Query Split
The split query operation optimizes long-running queries by executing them in parallel on different GPUs and/or Workers, reducing overall runtime. This involves breaking down a complex query into parallel executions on small data subsets. To ensure an ordered result set aligned with the original complex query, two prerequisites are essential. First, create an empty table mirroring the original result set’s structure. Second, define the @@SetResult
operator to split the query using an INTEGER
, DATE
, or DATETIME
column, as these types are compatible with the operator’s min
and max
variables.
Splitting is exclusive to the CLI and UI, utilizing Meta-scripting, a unique CLI & UI feature.
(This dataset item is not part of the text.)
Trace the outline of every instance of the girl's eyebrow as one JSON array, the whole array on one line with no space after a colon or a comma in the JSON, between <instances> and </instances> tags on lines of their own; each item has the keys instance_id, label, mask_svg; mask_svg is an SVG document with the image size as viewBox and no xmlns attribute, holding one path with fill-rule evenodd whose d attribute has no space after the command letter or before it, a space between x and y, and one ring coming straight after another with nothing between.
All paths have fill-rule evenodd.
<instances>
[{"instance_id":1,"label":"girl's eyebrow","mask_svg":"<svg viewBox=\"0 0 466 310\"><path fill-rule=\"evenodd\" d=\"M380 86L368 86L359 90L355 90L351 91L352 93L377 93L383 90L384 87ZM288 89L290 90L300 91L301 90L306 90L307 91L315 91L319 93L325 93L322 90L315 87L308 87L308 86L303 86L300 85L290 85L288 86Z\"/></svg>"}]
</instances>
Keep in mind that not all queries benefit, as this method introduces overhead runtime.
Syntax
Creating an empty table mirroring the original query result set’s structure using the same DDL:
CREATE TABLE <final_result_table>
AS
(
SELECT
-- Original query..
WHERE
<false_filter>
)
-- A false_filter example: 1=2
Defining the @@setresult operator to split the original query using an INTEGER, BIGINT, DATE, or DATETIME column with min and max variables. If the column you’re splitting by is used in a WHERE clause in the original query, use a WHERE clause when setting the SetResult operator as well. The name you alias in the @@SetResult section is the name you reference in the @@SplitQueryBy… section. For example, aliasing as minMax allows you to reference it as minMax[0].min. The @@SetResult operator has a single-row limitation; an error is thrown for 0 or more than 1 row to prevent a huge memory buffer.
@@SetResult minMax
SELECT
MIN(<column>) AS min,
MAX(<column>) AS max
FROM
<my_table>
[WHERE
<column> BETWEEN
-- Integer Range:
1 AND 100
| -- Date Range:
'yyyy-mm-dd' AND 'yyyy-mm-dd'
| -- DateTime Range:
'yyyy-mm-dd hh:mm:ss:SSS' AND 'yyyy-mm-dd hh:mm:ss:SSS']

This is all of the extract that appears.